The Commonwealth was changing everything, he thought. Just having access to the datanet changed the world.
He sat down on the double bed and put his head in his hands. The radiation levels were still rising, wind sweeping the fallout across the planet. The last set of projections indicated that the entire planet would be uninhabitable within a year as the radiation wiped out large chunks of the biosphere. God alone knew what would happen when the survivors were moved to refugee camps elsewhere, when they were exposed to other cultures and societies. The Kirk’s grip on their minds would be shattered.

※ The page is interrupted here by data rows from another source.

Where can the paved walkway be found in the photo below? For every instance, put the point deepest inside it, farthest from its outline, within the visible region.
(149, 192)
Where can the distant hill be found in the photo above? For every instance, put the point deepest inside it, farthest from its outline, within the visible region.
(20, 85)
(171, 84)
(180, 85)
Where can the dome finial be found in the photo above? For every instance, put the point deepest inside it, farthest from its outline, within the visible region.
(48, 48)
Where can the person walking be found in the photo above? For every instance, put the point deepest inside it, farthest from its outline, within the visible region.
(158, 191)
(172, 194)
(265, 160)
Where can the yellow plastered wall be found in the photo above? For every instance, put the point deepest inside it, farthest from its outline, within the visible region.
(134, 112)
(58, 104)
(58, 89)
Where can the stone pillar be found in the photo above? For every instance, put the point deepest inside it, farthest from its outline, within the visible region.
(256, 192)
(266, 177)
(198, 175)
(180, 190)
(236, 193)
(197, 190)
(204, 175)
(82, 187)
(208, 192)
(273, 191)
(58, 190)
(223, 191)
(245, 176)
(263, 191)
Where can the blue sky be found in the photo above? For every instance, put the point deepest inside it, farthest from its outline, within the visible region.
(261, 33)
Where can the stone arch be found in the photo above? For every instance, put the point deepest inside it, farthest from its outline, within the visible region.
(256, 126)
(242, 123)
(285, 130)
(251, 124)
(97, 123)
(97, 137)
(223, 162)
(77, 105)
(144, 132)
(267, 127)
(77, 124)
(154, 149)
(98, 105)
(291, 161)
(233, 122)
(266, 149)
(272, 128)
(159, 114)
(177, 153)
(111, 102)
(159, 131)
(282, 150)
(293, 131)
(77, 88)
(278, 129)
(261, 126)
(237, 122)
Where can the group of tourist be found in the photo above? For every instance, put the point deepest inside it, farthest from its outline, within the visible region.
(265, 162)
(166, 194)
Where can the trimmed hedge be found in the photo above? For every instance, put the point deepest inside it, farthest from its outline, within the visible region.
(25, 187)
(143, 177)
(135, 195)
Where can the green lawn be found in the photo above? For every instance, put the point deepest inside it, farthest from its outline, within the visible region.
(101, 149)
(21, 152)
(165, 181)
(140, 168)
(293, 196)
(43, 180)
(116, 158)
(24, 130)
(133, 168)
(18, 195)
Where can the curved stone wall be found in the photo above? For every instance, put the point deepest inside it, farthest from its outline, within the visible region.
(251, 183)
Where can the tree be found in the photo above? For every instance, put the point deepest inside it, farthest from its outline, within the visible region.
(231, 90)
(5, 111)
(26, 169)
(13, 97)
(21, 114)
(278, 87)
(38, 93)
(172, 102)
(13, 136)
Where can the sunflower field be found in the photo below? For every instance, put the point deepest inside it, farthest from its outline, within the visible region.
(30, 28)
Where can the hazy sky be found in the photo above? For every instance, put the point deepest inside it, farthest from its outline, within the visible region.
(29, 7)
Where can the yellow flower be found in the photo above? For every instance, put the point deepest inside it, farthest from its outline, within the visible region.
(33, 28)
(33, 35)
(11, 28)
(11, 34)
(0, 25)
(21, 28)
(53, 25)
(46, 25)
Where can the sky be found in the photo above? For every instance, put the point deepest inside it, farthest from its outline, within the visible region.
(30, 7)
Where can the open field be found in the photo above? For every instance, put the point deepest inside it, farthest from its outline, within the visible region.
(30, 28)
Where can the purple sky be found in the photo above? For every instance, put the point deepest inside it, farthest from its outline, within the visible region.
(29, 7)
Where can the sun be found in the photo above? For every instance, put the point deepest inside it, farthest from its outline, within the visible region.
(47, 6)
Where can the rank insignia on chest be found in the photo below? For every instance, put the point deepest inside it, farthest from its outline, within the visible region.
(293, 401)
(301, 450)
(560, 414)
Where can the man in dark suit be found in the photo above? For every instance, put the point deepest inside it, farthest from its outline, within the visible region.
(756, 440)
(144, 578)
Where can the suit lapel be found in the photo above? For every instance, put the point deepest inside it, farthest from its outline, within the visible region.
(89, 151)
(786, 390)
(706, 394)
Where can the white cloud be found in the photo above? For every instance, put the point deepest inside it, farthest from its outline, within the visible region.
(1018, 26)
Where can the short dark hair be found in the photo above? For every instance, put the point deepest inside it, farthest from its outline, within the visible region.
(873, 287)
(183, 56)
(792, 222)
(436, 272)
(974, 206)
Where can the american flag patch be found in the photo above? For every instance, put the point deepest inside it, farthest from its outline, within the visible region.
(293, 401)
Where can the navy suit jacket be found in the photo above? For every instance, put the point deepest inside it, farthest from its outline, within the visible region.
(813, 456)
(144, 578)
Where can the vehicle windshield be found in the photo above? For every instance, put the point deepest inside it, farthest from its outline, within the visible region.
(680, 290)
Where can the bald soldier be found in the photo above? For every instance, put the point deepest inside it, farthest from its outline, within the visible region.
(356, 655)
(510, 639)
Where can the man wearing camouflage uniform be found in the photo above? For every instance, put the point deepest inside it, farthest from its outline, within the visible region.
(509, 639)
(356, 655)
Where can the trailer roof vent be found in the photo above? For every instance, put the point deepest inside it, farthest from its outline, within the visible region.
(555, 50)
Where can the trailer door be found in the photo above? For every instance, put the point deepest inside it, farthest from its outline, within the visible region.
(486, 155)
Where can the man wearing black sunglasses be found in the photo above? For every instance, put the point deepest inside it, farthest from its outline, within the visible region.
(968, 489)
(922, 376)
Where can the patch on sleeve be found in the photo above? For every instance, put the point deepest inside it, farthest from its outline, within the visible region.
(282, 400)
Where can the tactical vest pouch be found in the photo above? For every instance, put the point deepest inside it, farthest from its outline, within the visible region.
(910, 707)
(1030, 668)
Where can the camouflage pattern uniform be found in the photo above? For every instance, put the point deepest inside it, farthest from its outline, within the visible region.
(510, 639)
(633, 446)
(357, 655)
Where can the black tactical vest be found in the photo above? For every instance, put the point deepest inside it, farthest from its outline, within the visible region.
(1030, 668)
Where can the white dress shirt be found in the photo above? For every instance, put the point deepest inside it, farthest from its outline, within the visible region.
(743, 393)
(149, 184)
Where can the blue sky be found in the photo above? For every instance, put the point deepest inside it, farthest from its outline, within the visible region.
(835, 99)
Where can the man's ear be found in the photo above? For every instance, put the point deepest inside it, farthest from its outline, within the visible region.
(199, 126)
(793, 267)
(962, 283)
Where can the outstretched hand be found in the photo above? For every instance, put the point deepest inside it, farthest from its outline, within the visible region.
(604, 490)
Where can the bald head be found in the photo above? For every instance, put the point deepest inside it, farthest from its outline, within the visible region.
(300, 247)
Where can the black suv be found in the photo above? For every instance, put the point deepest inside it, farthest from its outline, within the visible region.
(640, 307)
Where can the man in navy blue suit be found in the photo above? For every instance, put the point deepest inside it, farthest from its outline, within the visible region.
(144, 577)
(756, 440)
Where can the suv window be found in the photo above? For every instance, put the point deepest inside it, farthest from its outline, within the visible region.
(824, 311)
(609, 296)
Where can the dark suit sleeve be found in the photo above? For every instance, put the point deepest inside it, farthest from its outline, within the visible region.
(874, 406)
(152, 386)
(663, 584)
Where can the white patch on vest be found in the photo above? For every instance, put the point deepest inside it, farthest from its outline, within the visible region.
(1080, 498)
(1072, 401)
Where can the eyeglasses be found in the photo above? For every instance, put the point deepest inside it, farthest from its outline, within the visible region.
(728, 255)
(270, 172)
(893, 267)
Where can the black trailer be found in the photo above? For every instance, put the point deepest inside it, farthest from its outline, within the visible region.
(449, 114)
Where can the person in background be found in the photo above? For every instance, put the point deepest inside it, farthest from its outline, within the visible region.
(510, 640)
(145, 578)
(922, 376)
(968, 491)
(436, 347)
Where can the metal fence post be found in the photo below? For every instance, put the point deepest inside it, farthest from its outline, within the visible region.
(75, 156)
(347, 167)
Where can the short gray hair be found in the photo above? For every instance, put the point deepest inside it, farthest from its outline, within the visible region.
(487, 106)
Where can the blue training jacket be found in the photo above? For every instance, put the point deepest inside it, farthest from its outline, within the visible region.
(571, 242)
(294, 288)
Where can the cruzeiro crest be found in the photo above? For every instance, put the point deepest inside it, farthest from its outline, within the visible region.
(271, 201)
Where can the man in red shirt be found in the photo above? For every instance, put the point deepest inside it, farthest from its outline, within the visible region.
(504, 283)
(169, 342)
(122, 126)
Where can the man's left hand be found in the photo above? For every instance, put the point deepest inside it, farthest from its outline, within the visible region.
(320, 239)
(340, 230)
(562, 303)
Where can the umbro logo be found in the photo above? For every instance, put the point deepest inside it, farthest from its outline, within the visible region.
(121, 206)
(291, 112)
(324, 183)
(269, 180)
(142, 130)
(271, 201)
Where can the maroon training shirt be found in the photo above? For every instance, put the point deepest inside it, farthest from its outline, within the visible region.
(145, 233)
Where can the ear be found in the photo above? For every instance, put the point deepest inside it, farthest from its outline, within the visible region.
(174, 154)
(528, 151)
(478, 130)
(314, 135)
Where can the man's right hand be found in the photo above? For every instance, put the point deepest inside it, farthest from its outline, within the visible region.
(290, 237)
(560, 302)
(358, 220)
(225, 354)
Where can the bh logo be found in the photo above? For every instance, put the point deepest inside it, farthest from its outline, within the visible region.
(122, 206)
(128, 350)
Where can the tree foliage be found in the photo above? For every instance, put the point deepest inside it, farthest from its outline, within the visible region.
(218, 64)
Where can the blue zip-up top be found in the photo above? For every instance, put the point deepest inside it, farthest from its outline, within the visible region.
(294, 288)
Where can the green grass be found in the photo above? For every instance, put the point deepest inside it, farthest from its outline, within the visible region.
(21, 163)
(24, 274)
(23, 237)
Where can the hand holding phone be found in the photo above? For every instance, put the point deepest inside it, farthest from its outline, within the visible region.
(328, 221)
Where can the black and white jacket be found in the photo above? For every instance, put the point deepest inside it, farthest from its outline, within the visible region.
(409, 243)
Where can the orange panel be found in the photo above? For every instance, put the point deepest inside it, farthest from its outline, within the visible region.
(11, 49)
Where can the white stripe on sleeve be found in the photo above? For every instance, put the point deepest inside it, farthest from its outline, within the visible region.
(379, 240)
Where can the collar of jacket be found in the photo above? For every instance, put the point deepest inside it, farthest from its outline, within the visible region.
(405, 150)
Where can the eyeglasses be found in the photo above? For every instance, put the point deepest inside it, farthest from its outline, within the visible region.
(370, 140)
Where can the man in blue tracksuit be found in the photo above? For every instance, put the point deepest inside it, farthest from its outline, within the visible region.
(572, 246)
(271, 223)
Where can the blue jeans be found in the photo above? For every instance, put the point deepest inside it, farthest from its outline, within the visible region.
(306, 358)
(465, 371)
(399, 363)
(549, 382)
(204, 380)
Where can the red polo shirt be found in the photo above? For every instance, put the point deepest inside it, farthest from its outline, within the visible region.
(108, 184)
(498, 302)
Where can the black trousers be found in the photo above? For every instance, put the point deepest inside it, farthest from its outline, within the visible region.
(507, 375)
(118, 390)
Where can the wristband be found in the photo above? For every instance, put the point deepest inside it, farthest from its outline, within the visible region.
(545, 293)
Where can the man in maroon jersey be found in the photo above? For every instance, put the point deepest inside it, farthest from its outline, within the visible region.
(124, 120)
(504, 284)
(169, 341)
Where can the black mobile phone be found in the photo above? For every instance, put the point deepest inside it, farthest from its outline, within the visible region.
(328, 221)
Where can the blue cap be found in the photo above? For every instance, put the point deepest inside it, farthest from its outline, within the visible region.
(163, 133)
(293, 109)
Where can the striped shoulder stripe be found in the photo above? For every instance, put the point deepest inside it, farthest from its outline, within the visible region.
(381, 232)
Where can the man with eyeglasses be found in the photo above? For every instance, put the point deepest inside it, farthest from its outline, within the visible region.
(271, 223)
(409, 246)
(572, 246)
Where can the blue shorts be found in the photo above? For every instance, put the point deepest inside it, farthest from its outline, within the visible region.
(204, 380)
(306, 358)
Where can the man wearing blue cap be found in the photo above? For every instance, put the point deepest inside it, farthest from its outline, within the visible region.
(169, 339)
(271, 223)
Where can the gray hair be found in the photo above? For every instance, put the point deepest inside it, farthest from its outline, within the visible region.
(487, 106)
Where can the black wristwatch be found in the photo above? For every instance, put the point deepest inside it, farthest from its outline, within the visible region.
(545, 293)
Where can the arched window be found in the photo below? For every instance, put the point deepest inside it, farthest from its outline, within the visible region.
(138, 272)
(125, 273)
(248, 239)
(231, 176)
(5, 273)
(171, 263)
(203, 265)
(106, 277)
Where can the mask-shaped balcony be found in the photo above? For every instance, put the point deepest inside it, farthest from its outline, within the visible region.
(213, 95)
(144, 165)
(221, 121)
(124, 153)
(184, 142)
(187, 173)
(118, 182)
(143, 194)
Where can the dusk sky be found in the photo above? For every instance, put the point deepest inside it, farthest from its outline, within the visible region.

Not that it was that strong a grip, he told himself. We were too stubborn to let the Kirk dictate to us.
It had been a hard life, he recalled, and yet there had been something oddly satisfying about living in the croft. He’d never known a time when he could relax and enjoy childhood; he’d been put to work, doing household and farming tasks, almost as soon as he was old enough to walk. His schooling had been very limited, long hours in the schoolhouse during winter, almost no education at all during the planting and harvesting seasons. He’d been pulling his weight on the farm before he entered his second decade, then co-running it with his brother when their parents died. No one had ever thought they couldn’t handle the work. Even the vicar had been helpful to the two young orphans as they struggled to keep their family’s farm in their hands.